The product of the Protestant Reformation is a simple unadorned cross, an empty cross resonating with the profound proclamation that Jesus died but is not dead. The cross is stripped of its terrible finality. Jesus Christ is risen! This is the Easter cross that celebrates the continuing reality of Jesus' triumph over the cross and His resurrection from brutality and death. As I meditate on this I am overcome by the realization that this Jesus who overcame suffering and evil is alive and present with me, giving me strength and hope and infusing me with new life here and now. I am gripped by the exclamation of St. Paul who longed to know Christ and the power of His resurrection in the midst of all the forces of oppression, turmoil and difficulty that confronted him. Followers of Jesus are participants in the resurrected life of Jesus Christ -- as St. Paul says, "through whom we live and move and have our being."
Another common depiction of the cross that often corresponds to Pentecostal and Charismatic traditions is the cross emblazoned with the outline of a dove or flame of fire. This is the cross of Jesus' ascension and the coming of the Holy Spirit.
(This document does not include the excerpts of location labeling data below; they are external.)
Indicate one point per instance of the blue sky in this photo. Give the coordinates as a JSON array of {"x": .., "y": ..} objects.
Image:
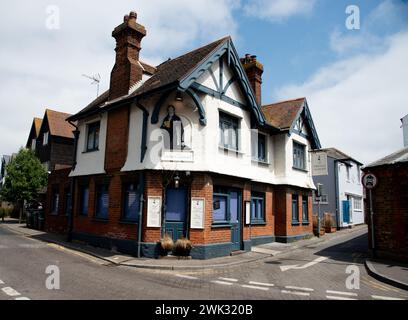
[{"x": 355, "y": 80}]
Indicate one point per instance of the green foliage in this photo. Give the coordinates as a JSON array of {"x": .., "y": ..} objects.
[
  {"x": 25, "y": 177},
  {"x": 5, "y": 212}
]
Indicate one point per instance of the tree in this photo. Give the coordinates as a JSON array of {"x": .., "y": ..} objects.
[{"x": 25, "y": 178}]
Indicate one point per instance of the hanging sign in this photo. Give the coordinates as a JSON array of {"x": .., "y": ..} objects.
[
  {"x": 154, "y": 212},
  {"x": 319, "y": 164},
  {"x": 369, "y": 181},
  {"x": 197, "y": 213}
]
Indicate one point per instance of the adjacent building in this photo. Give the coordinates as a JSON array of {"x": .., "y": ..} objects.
[
  {"x": 343, "y": 193},
  {"x": 186, "y": 148},
  {"x": 52, "y": 140},
  {"x": 388, "y": 236}
]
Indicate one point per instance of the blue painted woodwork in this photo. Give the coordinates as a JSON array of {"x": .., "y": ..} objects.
[
  {"x": 176, "y": 212},
  {"x": 346, "y": 211}
]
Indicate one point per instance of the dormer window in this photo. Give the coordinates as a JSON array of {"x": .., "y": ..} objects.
[
  {"x": 299, "y": 156},
  {"x": 259, "y": 151},
  {"x": 92, "y": 143},
  {"x": 228, "y": 131},
  {"x": 45, "y": 138}
]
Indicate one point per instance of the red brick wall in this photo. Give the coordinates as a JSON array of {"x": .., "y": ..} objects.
[
  {"x": 283, "y": 205},
  {"x": 113, "y": 227},
  {"x": 59, "y": 181},
  {"x": 259, "y": 230},
  {"x": 390, "y": 207},
  {"x": 117, "y": 139}
]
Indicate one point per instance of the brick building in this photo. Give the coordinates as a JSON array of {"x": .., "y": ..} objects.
[
  {"x": 390, "y": 206},
  {"x": 187, "y": 149}
]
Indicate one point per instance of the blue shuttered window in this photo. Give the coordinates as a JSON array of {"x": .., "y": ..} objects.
[
  {"x": 84, "y": 201},
  {"x": 68, "y": 202},
  {"x": 258, "y": 207},
  {"x": 305, "y": 209},
  {"x": 55, "y": 202},
  {"x": 102, "y": 202},
  {"x": 295, "y": 209},
  {"x": 299, "y": 156},
  {"x": 228, "y": 131},
  {"x": 220, "y": 208},
  {"x": 131, "y": 203},
  {"x": 93, "y": 137}
]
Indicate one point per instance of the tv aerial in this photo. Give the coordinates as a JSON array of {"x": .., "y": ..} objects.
[{"x": 96, "y": 79}]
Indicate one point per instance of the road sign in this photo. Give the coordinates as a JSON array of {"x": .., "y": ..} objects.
[
  {"x": 319, "y": 164},
  {"x": 369, "y": 181}
]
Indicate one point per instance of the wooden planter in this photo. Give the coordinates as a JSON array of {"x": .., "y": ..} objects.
[{"x": 330, "y": 229}]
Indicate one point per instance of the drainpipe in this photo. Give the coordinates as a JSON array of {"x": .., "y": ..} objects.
[
  {"x": 140, "y": 225},
  {"x": 72, "y": 187},
  {"x": 336, "y": 191}
]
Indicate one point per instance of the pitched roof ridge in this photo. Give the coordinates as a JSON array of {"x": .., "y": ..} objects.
[
  {"x": 284, "y": 101},
  {"x": 196, "y": 49}
]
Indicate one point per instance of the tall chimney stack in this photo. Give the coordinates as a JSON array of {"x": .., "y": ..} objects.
[
  {"x": 254, "y": 71},
  {"x": 127, "y": 69}
]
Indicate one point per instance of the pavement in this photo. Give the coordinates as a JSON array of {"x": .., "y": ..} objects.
[
  {"x": 174, "y": 263},
  {"x": 391, "y": 272},
  {"x": 319, "y": 270}
]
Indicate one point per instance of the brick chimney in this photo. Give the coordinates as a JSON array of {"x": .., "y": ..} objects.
[
  {"x": 254, "y": 71},
  {"x": 127, "y": 69}
]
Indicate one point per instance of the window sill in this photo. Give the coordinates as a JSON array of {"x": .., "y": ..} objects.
[
  {"x": 91, "y": 151},
  {"x": 238, "y": 152},
  {"x": 258, "y": 223},
  {"x": 123, "y": 221},
  {"x": 220, "y": 225},
  {"x": 103, "y": 220},
  {"x": 261, "y": 162}
]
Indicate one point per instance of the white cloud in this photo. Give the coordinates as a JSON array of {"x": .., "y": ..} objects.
[
  {"x": 357, "y": 102},
  {"x": 42, "y": 68},
  {"x": 277, "y": 10},
  {"x": 387, "y": 13}
]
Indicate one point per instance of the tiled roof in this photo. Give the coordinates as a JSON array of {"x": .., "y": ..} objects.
[
  {"x": 173, "y": 70},
  {"x": 167, "y": 73},
  {"x": 337, "y": 154},
  {"x": 283, "y": 114},
  {"x": 396, "y": 157},
  {"x": 58, "y": 124}
]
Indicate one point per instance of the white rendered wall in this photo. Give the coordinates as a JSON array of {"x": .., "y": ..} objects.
[{"x": 353, "y": 188}]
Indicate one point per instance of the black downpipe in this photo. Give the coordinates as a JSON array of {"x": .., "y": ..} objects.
[{"x": 72, "y": 187}]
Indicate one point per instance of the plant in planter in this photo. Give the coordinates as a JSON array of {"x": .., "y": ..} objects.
[
  {"x": 166, "y": 244},
  {"x": 182, "y": 247},
  {"x": 330, "y": 225}
]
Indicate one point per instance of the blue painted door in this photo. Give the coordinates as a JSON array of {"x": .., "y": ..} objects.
[
  {"x": 346, "y": 211},
  {"x": 176, "y": 212},
  {"x": 235, "y": 219}
]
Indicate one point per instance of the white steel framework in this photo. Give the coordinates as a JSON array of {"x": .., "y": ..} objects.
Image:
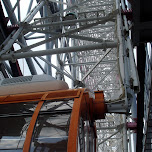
[{"x": 87, "y": 44}]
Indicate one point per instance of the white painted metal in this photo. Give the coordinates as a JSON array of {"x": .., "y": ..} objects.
[{"x": 88, "y": 43}]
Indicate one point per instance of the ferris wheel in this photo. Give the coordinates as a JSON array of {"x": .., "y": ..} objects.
[{"x": 69, "y": 76}]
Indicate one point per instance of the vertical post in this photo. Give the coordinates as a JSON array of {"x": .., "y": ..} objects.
[
  {"x": 141, "y": 58},
  {"x": 49, "y": 45}
]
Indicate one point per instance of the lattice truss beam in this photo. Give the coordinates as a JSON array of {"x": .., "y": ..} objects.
[{"x": 91, "y": 44}]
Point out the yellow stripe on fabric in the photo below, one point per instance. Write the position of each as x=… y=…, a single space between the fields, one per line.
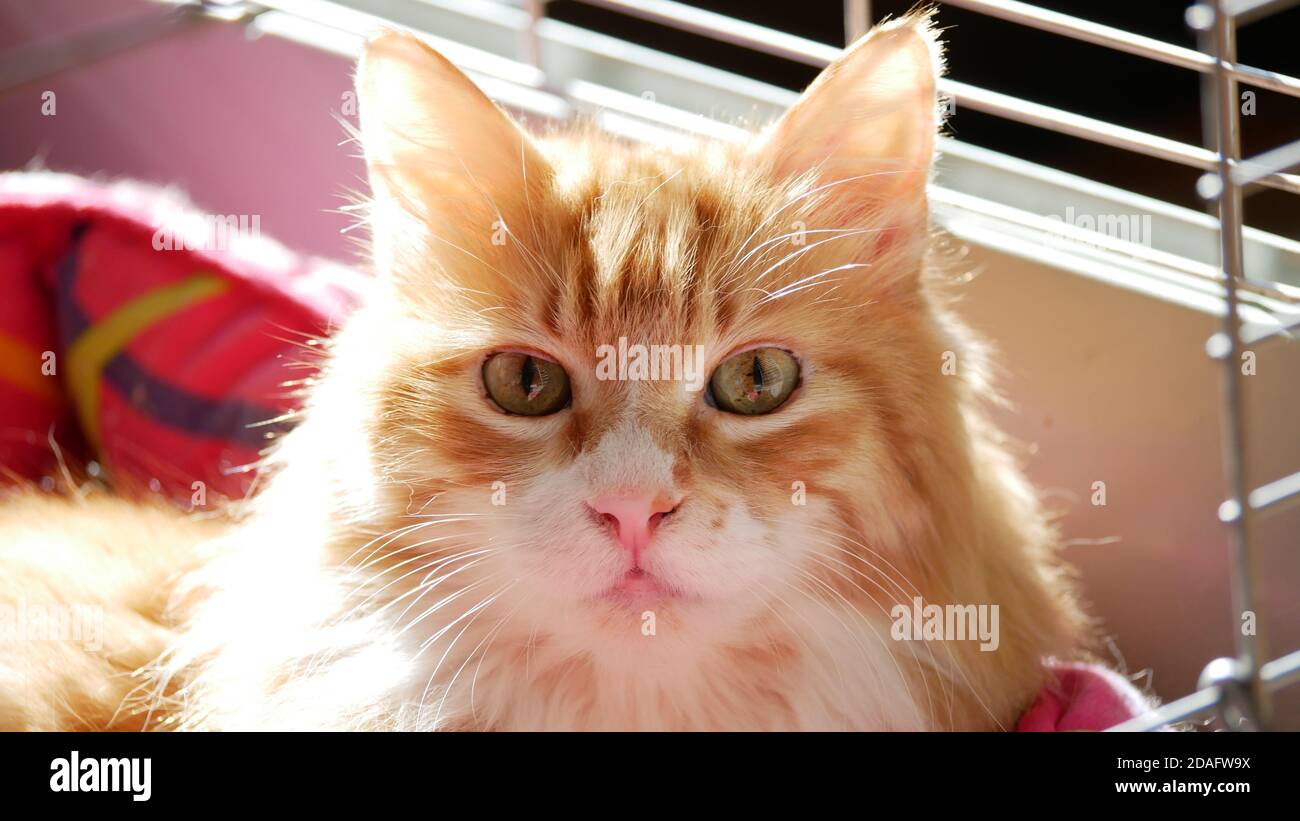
x=105 y=339
x=20 y=365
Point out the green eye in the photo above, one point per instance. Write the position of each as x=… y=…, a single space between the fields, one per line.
x=755 y=381
x=525 y=385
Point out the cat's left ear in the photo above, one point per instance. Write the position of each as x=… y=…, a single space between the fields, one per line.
x=867 y=122
x=442 y=159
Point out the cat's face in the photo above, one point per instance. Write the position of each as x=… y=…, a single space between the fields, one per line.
x=646 y=389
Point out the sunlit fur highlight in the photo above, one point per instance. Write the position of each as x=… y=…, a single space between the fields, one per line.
x=375 y=585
It speaks of Jesus who victoriously completed His mission and has returned to the glory of the Father. Yet He promised never to abandon His disciples as orphans, but to send to them an advocate, a Counselor, the Holy Spirit who would be with them and empower them to continue the work He gave them to do. The church was born at Pentecost, when Peter and the disciples were emboldened and equipped by the Holy Spirit to preach the good news in every language, to heal the sick and to serve the poor. The story of those disciples and the early church is the thrilling story of ordinary men doing extraordinary things in the power of the Holy Spirit. As I fix my eyes on the meaning of this depiction of the cross, I find myself rejoicing in the presence of the Holy Spirit who has energized and re-energized the church throughout the ages and who is working through the church in our day too.
You and I live under the sign of the cross -- the cross of Jesus Christ, which has stood and continues to stand at the center of our faith. It is the cross at the center of our various Christian traditions, the cross that is the story of the church. It is at the foot of the cross of Jesus Christ that we are reconciled to God and to each other. It is in the way of the cross that we continue to follow Jesus -- our Wounded Healer, Lord of lords and King of kings, Our Resurrected Savior, the One who has not left us but who continually accompanies and empowers us by His Holy Spirit.